La polémique enfle en Grèce après la catastrophe ferroviaire qui a fait au moins 42 morts dans la nuit de mardi à mercredi.
Plusieurs manifestations se sont déroulées dans le pays pour dénoncer l'état du réseau ferroviaire.
La population dénonce notamment la privatisation de l'opérateur Hellenic Train.

Après l'effroi, la colère. En Grèce, plusieurs milliers de personnes sont descendues dans les rues, mercredi 1er mars, suite au terrible accident ferroviaire qui a fait 42 morts et des dizaines de blessés. Dans la capitale Athènes, des centaines de personnes ont manifesté pour pointer la responsabilité du gouvernement dans le drame, et notamment la privatisation de l'opérateur ferroviaire Hellenic Train, la société chargée de l'entretien des chemins de fer grecs. Des heurts avec la police ont éclaté devant le siège de la compagnie. 

Dans la commune de Larissa, la plus proche des lieux de l'accident, dans le centre du pays, des centaines d'habitants ont manifesté affichant notamment des banderoles : "La privatisation tue !" Mêmes scènes dans la ville de Thessalonique.

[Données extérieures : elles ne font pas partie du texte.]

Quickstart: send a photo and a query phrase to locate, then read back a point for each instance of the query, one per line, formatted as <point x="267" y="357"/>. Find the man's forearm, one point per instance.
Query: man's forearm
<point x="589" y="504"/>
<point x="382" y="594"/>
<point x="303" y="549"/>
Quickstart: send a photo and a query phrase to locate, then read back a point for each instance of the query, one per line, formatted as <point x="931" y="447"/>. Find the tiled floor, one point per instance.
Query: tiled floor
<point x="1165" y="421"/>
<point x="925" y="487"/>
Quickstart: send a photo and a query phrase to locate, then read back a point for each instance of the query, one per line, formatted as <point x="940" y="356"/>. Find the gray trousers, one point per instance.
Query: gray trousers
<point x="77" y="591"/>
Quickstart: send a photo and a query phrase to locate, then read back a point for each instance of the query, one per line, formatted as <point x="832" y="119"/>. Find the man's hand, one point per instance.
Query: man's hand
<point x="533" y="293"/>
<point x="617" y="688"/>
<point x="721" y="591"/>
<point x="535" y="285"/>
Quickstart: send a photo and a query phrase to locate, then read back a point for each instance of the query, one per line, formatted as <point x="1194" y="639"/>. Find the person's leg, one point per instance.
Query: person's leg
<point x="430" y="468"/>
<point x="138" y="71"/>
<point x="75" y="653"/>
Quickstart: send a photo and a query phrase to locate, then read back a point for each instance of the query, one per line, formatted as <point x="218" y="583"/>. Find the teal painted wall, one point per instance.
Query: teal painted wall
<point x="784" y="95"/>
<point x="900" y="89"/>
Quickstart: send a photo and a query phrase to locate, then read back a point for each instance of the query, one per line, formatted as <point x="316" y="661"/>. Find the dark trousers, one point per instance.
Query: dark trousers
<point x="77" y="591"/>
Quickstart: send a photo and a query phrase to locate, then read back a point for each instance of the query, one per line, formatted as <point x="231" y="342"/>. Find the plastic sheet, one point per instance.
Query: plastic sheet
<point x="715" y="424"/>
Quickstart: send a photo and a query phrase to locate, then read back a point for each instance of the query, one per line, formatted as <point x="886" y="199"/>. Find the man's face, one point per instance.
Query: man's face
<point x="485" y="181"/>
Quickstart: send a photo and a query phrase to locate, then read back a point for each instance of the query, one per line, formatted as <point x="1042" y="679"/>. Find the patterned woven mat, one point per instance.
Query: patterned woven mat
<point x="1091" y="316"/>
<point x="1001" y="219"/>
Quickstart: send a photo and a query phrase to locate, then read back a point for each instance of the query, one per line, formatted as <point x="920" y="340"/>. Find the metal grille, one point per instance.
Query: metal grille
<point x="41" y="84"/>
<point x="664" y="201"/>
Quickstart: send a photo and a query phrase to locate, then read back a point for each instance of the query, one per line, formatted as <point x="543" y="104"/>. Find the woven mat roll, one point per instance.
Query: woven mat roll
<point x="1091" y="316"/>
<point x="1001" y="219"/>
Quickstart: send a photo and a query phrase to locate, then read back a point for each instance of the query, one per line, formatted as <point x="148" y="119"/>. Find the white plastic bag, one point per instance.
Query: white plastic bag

Le "mépris" du gouvernement pointé du doigt

Par ailleurs, les trains resteront à l'arrêt ce jeudi, alors que la Fédération panhellénique des employés de chemins de fer (POS) a annoncé un mouvement de grève de 24 heures. "Le mépris de tous les gouvernements à travers le temps pour les chemins de fer grecs a eu pour conséquence cette tragédie. Malheureusement, nos revendications de longue date pour l'embauche de personnel permanent, une meilleure formation et, surtout, des technologies de sécurité modernes, finissent toujours à la poubelle", a fustigé le syndicat dans un communiqué. 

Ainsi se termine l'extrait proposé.